Bonjour Nicolas, vous n’avez pas aimé les annonces du gouvernement sur le budget, la dette et le déficit publics.

Exactement, une série de cocoricos tous plus enthousiastes les uns que les autres sur la croissance qui, l’an dernier, a été finalement "meilleure que prévu", sur la dette de la France qui est "restée en-dessous des 100% de notre production de richesse nationale", ou de nos déficits publics qui sont tombés à 2,5% du PIB, alors qu’on attendait 2,6%. Et, ajoutait-on du côté du gouvernement, c’est la première fois depuis plus de 10 ans que les déficits publics de la France se situent deux années de suite en-dessous de la fameuse barre des 3%.

Et c’est faux ?

Non, c’est factuellement exact, mais disons que c’est pour le moins trompeur. Prenons la croissance, par exemple : elle est meilleure que prévu, c’est vrai, mais elle se monte à 1,6% au lieu de 1,5%. Pas de quoi pavoiser, surtout lorsqu’on sait (on l’a déjà dit ici) que cette croissance est due en partie aux mesures "gilets jaunes", mesures qui ont été lâchées à crédit. Tenez, la dette, justement : certes en moyenne nous sommes en-dessous de 100% du PIB, mais cette barre a été ponctuellement franchie à plusieurs reprises l’an dernier. Et cela fait de nous un des pays les plus endettés de notre continent.

Quant au déficit public, s’il est exact qu’il est resté en-dessous des 3%, il va à nouveau déraper et franchir cette barre symbolique dès 2019. Concrètement, il va passer de 60 milliards d’euros à 100, peut-être même 110 milliards d’euros.
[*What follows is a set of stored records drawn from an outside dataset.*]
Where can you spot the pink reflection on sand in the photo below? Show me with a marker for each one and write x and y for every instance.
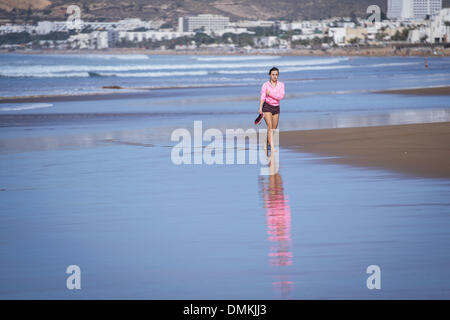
(278, 215)
(278, 218)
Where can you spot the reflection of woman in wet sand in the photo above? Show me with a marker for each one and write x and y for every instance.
(278, 215)
(272, 92)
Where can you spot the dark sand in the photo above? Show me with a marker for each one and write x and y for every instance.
(417, 149)
(434, 91)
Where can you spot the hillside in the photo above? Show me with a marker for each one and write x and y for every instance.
(170, 10)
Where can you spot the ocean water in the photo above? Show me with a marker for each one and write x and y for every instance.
(92, 183)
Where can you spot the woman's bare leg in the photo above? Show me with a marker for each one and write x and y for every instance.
(268, 119)
(275, 118)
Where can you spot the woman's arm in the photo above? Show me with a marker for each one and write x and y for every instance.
(278, 95)
(262, 98)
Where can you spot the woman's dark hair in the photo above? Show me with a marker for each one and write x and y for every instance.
(274, 69)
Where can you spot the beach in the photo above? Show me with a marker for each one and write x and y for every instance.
(417, 149)
(88, 178)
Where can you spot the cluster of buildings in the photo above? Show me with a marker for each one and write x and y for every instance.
(424, 20)
(413, 9)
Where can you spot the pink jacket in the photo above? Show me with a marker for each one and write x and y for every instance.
(275, 94)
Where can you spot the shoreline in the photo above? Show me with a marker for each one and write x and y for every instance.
(124, 93)
(354, 52)
(413, 149)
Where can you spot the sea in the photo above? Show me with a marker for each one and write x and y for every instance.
(87, 179)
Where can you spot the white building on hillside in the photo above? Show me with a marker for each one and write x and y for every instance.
(205, 22)
(412, 9)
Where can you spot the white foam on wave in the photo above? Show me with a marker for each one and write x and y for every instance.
(394, 64)
(155, 74)
(288, 69)
(39, 70)
(27, 107)
(238, 58)
(111, 56)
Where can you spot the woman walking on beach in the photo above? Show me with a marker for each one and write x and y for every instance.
(272, 92)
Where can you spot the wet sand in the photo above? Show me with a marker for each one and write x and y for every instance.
(432, 91)
(417, 149)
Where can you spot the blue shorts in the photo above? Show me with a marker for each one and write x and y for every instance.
(270, 108)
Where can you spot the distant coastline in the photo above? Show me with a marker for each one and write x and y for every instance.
(363, 52)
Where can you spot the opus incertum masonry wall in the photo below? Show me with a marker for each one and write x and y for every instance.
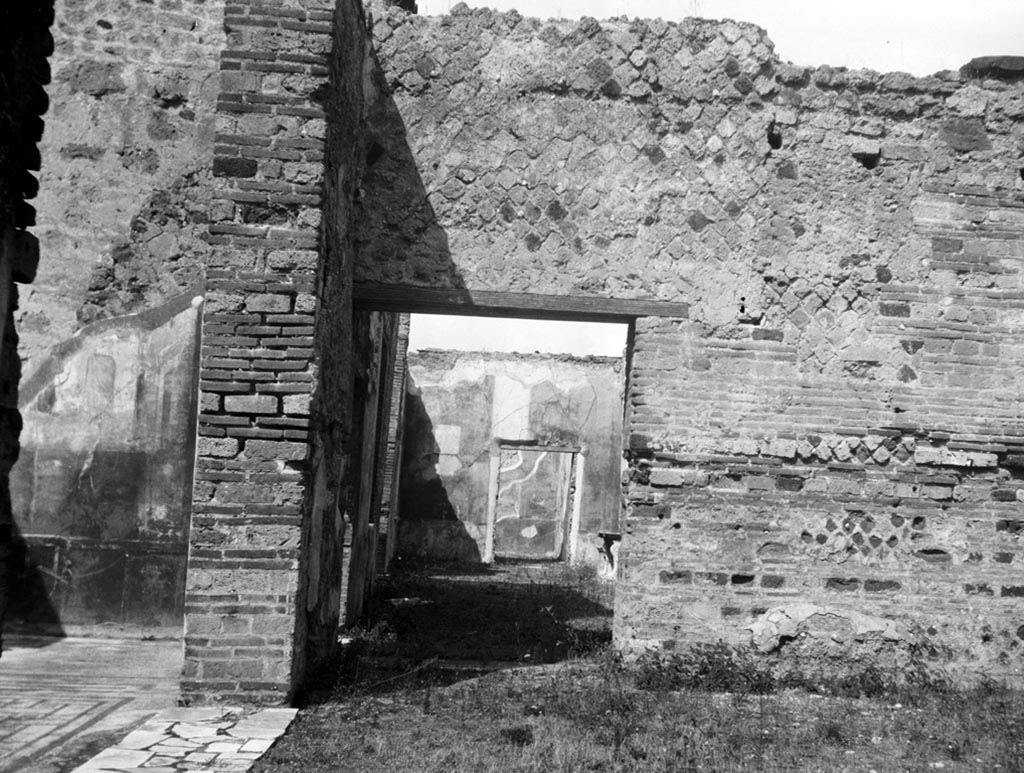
(825, 456)
(825, 452)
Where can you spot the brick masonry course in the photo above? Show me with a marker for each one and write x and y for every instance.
(834, 433)
(837, 424)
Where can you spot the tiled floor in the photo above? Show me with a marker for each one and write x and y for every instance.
(57, 693)
(53, 692)
(219, 738)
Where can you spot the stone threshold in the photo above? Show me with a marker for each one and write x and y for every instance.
(221, 738)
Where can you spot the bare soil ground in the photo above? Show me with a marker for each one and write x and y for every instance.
(508, 670)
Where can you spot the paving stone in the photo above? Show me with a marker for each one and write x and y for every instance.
(115, 759)
(141, 739)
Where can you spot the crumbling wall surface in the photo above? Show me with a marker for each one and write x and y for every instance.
(838, 423)
(101, 487)
(25, 46)
(265, 542)
(126, 157)
(375, 349)
(460, 402)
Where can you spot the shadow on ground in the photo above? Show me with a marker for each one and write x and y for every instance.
(438, 624)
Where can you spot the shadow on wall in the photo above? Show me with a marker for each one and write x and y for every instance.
(397, 238)
(101, 489)
(428, 523)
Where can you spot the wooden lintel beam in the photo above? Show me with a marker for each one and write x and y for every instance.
(528, 305)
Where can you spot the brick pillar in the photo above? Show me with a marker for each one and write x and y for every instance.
(245, 594)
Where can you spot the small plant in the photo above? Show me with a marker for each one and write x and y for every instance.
(715, 668)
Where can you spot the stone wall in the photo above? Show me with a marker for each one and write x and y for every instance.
(101, 488)
(126, 157)
(120, 217)
(835, 431)
(459, 404)
(25, 46)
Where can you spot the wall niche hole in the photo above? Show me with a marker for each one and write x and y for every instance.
(868, 160)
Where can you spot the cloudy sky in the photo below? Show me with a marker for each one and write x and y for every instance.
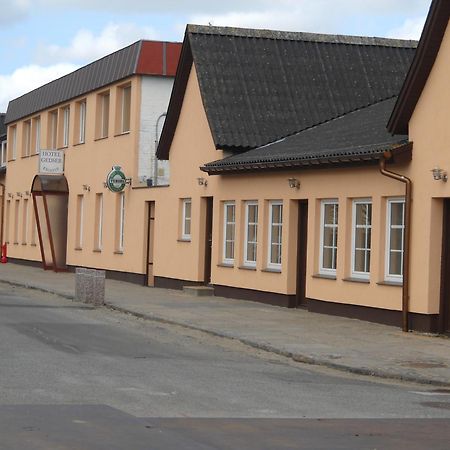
(44, 39)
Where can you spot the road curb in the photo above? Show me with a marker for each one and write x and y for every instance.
(302, 358)
(305, 359)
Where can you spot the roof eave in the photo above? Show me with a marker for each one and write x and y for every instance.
(401, 153)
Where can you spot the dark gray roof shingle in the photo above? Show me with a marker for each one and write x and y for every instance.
(356, 136)
(259, 86)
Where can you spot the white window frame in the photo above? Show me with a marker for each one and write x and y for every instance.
(14, 142)
(123, 108)
(388, 276)
(186, 236)
(66, 123)
(247, 262)
(27, 138)
(82, 122)
(37, 134)
(229, 221)
(81, 222)
(100, 223)
(335, 225)
(121, 221)
(354, 273)
(271, 264)
(105, 100)
(4, 154)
Pas de quoi pavoiser surtout si on ajoute qu'en moyenne, le déficit chez nos voisins européens est trois fois moins important.

Bon, j’entends vos arguments, mais est-ce que ce n’est pas très classique de la part d’un gouvernement de présenter le bon côté des choses ?

De faire de la politique, vous voulez dire ? Oui, bien sûr ! Mais quand c’est à ce point trompeur, ou quand ça donne à ce point le sentiment que, ça y est, on a fait le boulot, l’effort de redressement de la France est là, sous nos yeux, alors, je trouve que c’est trop. Je vous donne un autre exemple. Gérald Darmanin affirme que la pression fiscale a baissé en 2018, grâce par exemple à la baisse de la taxe d’habitation et à la suppression de l’ISF. Sauf que les impôts et les taxes ont augmenté : près de 1.260 milliards d’euros sont entrés dans les caisses, c’est 2,3% de plus que l’an dernier. L’impôt sur le revenu a rapporté 2,6 milliards de plus. La CSG a rapporté 25 milliards de plus, la TVA 7 milliards.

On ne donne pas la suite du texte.